The next week, I came back and the owner put me on first
because I had killed. But he said I should do all-new material. So I killed
with two bits; the rest got minor chuckles. I came off-stage and he says, “why
didn’t you only tell the jokes that killed?”
The third week, I combined my best material from both
appearances, and I killed again. At the end of the night, I was voted out in
favor of 1) a kid who stole half his routine VERBATIM from Redd Foxx, 2) a
totally unfunny-but-cute girl who also did a magic trick, and 3) a smelly
stoner who talked about rambled parent-teacher conferences. Not sure if he was the parent or the teacher.
Most galling was that a very funny but plain-looking girl
also got voted out. On second thought, she might have been Ross the Intern. I
thought Hollywood had more integrity!
So the next night, I went to a different club. A rotund MC
was sitting there in a Hawaiian shirt looking over some papers. I introduced
myself, and when we shook hands, I thought he was wearing a catcher’s mitt.
Wrong – he just had A HUMONGOUS HAND. Seriously. This thing was BIGGER than a
catcher’s mitt. And it had been signed the Angels AND the Dodgers. This was
clearly a medical condition, so I stuck to my vicarious WASP-y upbringing... and
said nothing.
He gave me an index card to write out my intro.
Here’s EXACTLY what I wrote:
“Our next comic comes to us direct from Chicago. He is to comedy
what Michael Jordan was (beat) to comedy. Ladies and gentleman....”
Short and sweet. I even wrote “beat” so he’d know where to pause, in case the only comedic bones in his body were, in fact, buried in
that giant hand. He glanced at the card, grinned and that was it.

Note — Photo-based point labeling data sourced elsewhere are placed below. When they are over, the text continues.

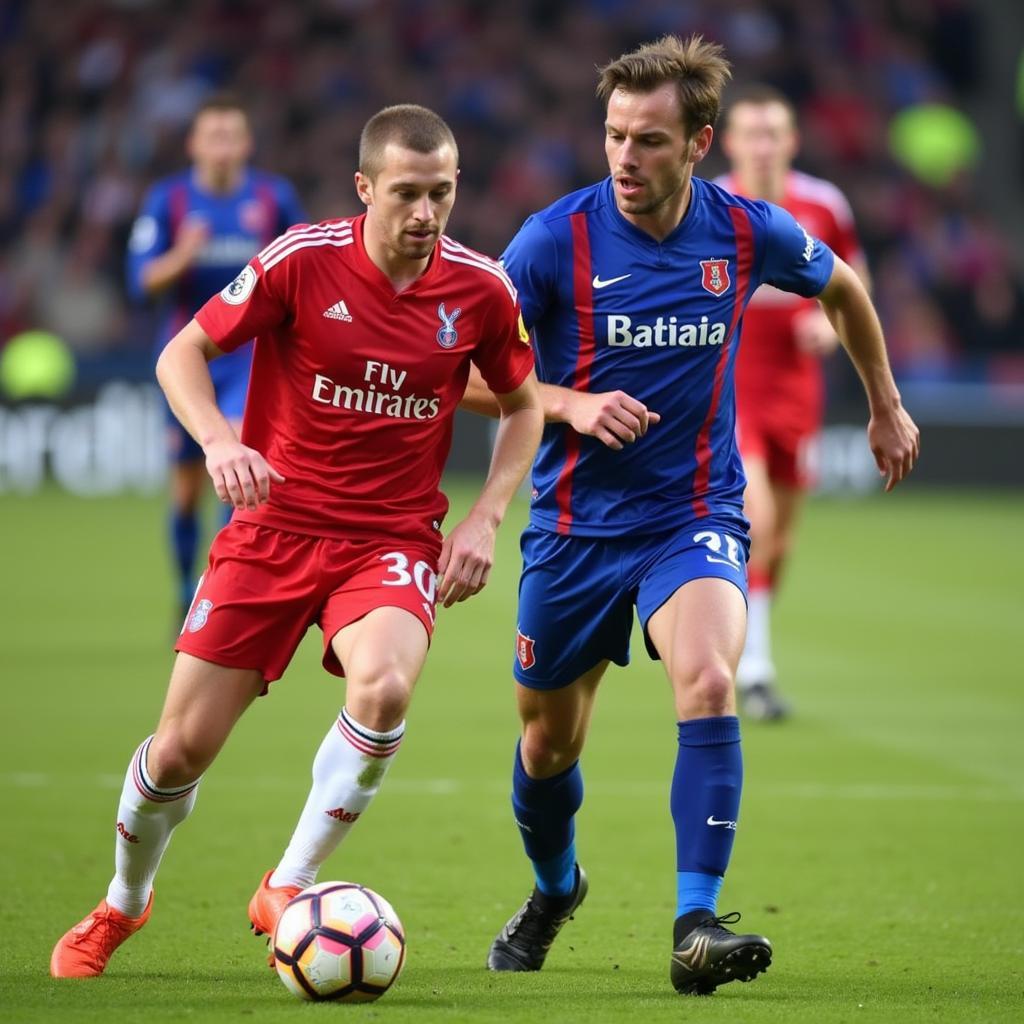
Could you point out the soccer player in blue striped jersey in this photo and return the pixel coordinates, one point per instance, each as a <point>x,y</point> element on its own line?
<point>634,289</point>
<point>195,231</point>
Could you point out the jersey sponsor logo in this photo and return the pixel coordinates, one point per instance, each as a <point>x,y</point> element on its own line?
<point>200,615</point>
<point>340,814</point>
<point>338,311</point>
<point>715,275</point>
<point>377,394</point>
<point>523,333</point>
<point>666,332</point>
<point>446,334</point>
<point>124,834</point>
<point>240,289</point>
<point>598,284</point>
<point>808,244</point>
<point>712,820</point>
<point>524,650</point>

The show starts. One by one, he introduced people with the
same kooky-but-bubbly-persona. Sort of like a Jackie Gleason impersonator at
Put-In-Bay. I had enough time to go feed my meter and come back -- twice.

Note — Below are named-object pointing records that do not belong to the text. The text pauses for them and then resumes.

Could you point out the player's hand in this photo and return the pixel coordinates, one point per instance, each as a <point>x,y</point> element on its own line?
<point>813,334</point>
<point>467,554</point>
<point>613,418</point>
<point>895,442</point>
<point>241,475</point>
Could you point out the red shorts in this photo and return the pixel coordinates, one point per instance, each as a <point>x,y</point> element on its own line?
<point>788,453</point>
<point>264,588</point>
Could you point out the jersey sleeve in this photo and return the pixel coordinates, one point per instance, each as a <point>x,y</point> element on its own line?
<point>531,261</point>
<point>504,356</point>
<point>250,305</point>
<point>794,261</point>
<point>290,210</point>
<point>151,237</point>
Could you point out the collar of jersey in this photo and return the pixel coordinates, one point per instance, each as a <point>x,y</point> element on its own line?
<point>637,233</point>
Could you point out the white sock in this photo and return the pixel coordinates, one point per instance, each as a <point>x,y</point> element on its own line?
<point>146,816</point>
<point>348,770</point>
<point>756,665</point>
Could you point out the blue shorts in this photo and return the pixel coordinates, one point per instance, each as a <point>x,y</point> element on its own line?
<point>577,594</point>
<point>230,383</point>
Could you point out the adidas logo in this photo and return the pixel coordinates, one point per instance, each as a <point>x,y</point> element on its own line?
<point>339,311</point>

Finally, he gets up on stage, looks at me, and says, “Our next comic comes to
us direct from Chicago, and he really wants to beat Michael Jordan. Ladies and
gentleman...”
What what what?
I want to beat Michael Jordan?
The audience didn’t know what to do. “Is this next comic a
moron?” they, and I, thought. So I did the only thing I could think of—I made
fun of his handicap.
“Actually, my intro said ‘I am to comedy what Michael Jordan
was… to comedy’. But you probably couldn’t see that because your giant hand was
covering South Africa.”
And so it went.
“How about a nice hand for all the other comics? And a
NORMAL hand for our MC, Bazooka Joe.”
(I don’t even know what that means.)
“Do you know what the difference is between you and Michael
Jordan? He needed BOTH hands to pick up the United Center.”
All of a sudden, I noticed only the front couple tables were
laughing. Everyone else was too far back and never saw the giant hand. So I decided to
be a grown-up and make fun of them, too.
“Hey, tables in the back – don’t make me come over there. I
did these jokes earlier in my room and I laughed my a-s off.”
Thank you, Don Rickles.
“Any more problems from the balcony and Lincoln’s gonna get
it.”
There was no balcony, just me now SHAMELESSLY stealing from
Rickles. But everyone was laughing because they expected me, a meek,
doctor-ish-looking fellow, to be ruminating quietly about the funny differences
between Medicare and Medicaid, or something. They did not expect a barrage of
disconnected insults. After a few more, I used the remaining time for my REAL
jokes (which went fine), and then left the stage, secure in the knowledge that
I could never set foot in that place again.
As I walked out, chatting with another “comic," Mr. MC came running after me. I awaited a slap that
would send me into a deep, deep coma at best.
“That was hilarious!” he excitedly told me. “Will you come back next week?”
Relieved, I asked, “Well... what does it pay?”